Kovac se volvió despacio hacia ella, aún temeroso de que huyera. En sus ojos se leía tal necesidad de reafirmación que le produjo un dolor físico. Acababa de asomar la cabeza por encima del muro.
– Debería -dijo-. ¿Por qué no permitirnos que sea así?
– Me da miedo pensar en la respuesta -confesó Savard con los ojos relucientes de lágrimas.
– A mí también.
Savard se lo quedó mirando un instante.
– Es usted un buen hombre, Sam Kovac -susurró por fin.

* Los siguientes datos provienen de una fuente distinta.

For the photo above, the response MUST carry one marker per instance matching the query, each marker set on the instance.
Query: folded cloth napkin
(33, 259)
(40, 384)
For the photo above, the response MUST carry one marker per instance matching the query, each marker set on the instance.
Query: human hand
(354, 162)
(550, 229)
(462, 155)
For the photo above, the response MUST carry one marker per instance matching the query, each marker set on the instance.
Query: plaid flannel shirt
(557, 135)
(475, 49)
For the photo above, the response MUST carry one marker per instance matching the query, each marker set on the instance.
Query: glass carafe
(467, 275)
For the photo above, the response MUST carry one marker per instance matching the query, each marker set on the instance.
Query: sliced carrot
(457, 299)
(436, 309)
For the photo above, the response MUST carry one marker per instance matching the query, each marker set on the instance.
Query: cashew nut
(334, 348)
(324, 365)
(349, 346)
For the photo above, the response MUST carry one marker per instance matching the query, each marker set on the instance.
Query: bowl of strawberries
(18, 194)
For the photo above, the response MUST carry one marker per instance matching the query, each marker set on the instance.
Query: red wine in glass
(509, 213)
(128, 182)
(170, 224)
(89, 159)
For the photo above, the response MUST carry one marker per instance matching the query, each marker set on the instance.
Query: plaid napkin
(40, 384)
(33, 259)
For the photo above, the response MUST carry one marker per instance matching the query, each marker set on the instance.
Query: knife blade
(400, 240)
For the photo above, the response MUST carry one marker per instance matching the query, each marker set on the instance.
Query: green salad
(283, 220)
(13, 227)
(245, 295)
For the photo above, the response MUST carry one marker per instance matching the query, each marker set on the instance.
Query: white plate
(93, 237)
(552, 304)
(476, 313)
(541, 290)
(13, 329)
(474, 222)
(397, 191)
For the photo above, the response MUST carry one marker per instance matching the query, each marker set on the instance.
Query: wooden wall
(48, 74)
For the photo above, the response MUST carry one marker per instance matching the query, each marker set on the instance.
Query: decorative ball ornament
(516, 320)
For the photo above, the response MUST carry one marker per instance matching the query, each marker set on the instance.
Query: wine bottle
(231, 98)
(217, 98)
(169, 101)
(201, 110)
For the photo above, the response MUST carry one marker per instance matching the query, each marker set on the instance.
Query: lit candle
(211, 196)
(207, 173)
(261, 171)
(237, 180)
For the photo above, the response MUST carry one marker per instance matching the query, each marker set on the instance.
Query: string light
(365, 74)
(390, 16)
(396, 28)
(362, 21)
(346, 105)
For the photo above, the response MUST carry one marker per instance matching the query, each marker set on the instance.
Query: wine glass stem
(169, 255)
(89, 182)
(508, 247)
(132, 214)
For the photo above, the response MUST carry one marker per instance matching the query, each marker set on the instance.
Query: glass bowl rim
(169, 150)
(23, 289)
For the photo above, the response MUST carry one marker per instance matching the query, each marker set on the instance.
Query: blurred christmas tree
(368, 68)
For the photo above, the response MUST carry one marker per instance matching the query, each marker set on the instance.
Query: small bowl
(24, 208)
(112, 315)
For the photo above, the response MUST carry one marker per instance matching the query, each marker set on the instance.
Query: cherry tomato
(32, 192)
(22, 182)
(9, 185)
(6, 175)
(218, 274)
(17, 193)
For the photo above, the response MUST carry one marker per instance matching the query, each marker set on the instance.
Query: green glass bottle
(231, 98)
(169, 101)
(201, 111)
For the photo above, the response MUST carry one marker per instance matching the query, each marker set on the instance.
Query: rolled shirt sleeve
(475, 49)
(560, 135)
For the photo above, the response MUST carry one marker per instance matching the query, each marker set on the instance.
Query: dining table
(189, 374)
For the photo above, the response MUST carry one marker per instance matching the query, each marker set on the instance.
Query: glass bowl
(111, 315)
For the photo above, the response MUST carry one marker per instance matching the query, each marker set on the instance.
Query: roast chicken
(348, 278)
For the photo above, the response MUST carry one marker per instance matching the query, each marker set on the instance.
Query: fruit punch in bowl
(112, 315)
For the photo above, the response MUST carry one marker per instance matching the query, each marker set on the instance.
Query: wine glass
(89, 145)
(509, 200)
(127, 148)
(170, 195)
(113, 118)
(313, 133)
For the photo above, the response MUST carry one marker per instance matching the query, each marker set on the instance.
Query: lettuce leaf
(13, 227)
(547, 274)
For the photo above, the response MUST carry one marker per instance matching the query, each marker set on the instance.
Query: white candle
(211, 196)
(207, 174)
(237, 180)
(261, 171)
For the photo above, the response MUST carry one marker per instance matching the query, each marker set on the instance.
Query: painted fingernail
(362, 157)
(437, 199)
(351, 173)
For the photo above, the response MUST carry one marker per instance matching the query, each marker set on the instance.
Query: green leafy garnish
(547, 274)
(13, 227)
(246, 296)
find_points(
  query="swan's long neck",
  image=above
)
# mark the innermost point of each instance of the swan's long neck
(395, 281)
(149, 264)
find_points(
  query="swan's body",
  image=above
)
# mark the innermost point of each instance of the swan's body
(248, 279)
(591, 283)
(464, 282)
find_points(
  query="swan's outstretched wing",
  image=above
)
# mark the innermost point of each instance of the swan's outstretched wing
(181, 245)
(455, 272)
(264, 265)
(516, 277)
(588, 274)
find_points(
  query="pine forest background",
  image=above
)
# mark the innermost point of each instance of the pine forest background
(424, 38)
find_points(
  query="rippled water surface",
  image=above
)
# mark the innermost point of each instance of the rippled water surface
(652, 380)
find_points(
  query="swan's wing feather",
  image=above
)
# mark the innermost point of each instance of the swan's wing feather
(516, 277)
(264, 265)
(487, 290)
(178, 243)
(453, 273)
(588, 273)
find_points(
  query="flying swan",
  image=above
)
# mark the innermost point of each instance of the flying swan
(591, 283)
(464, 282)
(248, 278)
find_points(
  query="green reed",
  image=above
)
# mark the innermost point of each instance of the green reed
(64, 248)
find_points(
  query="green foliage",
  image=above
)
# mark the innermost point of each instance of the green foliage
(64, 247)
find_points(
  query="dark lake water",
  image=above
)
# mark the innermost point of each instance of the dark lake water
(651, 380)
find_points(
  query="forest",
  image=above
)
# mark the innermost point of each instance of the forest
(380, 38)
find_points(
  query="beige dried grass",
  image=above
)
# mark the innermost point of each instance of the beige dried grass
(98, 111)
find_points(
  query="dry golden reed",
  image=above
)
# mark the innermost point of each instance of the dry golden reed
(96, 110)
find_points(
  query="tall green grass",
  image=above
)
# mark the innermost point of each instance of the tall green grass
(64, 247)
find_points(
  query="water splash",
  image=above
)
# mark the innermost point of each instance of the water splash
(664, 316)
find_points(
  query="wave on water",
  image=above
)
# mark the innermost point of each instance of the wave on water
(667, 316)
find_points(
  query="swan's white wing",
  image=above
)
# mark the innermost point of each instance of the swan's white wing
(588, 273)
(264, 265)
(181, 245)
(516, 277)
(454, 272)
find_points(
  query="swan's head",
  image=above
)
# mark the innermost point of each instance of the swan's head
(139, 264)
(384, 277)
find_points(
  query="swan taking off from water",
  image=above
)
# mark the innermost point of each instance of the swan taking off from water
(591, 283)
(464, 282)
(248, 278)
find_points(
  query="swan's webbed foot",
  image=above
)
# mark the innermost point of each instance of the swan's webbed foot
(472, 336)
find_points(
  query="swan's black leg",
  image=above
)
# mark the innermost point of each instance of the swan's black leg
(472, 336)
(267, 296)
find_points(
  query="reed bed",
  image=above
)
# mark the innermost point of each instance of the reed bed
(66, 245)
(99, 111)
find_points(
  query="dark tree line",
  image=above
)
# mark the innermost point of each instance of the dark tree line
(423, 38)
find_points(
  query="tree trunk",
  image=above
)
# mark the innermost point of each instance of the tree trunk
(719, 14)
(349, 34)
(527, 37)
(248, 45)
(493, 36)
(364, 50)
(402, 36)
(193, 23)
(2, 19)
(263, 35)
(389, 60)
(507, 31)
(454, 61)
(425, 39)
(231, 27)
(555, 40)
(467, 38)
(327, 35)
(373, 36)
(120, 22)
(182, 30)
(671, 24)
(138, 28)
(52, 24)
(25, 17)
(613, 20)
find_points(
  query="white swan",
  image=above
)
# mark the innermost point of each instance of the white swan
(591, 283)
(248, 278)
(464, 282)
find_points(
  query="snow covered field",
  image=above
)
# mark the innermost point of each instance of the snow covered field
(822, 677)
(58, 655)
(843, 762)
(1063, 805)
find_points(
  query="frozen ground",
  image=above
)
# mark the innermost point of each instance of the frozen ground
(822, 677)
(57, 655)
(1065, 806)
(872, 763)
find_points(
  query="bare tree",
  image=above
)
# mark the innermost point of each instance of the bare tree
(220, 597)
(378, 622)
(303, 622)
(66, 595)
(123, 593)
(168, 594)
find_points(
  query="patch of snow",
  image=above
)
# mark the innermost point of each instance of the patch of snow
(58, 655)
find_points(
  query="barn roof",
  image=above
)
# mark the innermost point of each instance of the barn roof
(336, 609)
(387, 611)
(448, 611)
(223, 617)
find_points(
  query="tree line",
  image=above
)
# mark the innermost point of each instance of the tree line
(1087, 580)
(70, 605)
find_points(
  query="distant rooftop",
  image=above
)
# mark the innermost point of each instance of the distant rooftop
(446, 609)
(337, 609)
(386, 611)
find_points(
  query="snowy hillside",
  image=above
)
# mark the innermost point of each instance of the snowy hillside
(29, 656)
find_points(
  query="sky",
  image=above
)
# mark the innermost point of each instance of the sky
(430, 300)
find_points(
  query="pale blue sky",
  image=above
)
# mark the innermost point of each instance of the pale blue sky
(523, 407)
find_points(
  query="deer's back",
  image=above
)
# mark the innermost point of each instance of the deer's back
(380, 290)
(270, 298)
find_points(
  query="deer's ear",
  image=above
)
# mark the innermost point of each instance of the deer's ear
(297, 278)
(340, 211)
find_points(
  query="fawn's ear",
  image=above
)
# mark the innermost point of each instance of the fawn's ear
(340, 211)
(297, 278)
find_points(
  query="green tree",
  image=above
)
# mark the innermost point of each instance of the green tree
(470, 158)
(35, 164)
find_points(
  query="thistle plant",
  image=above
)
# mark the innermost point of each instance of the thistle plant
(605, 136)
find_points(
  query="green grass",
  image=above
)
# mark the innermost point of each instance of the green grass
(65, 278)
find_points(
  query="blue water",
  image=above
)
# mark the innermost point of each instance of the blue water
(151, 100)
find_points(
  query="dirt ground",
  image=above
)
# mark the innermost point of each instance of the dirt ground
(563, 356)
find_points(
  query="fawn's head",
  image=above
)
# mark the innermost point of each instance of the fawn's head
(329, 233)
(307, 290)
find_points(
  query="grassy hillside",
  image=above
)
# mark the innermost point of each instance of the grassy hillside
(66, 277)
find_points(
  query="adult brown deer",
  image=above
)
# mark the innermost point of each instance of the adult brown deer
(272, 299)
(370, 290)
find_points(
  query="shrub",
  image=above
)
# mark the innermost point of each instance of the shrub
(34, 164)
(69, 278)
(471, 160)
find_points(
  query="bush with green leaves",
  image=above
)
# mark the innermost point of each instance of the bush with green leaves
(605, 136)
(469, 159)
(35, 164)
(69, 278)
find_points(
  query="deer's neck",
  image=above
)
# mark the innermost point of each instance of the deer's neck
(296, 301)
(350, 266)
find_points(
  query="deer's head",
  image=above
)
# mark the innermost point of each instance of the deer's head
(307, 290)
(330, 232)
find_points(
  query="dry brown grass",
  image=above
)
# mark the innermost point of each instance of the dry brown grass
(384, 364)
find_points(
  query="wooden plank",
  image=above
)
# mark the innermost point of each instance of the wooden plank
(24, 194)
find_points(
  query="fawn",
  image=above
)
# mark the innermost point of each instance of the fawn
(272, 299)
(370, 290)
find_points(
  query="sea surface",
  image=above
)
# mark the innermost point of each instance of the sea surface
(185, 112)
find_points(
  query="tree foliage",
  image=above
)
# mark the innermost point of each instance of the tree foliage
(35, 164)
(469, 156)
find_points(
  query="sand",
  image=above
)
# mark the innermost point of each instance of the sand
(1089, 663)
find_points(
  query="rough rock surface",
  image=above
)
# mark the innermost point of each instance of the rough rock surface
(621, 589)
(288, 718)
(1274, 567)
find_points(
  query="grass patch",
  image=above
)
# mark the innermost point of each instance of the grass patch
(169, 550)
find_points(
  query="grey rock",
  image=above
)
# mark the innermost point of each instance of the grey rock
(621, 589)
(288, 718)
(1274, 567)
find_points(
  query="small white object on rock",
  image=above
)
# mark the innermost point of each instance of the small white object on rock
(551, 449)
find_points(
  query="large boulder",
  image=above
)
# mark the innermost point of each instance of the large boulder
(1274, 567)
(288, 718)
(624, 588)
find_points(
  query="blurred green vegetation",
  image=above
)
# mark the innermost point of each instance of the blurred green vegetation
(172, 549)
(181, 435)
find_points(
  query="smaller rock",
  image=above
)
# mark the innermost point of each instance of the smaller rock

Una sonrisa curvó los labios de Kovac.
– ¿Le importaría repetir eso?
– Digo que es usted…
Kovac le puso un dedo en los labios, tan suaves como había imaginado.
– No, mi nombre. Vuélvalo a decir para que pueda oír cómo suena.
Le rodeó la mejilla con la mano. Una lágrima solitaria rodó por ella, alumbrada por la luz.
– Sam… -musitó con un suspiro tembloroso.
Kovac se inclinó sobre ella y apresó la palabra con un beso vacilante, tímido, conteniendo el aliento mientras el deseo se apoderaba de él en una ola caliente.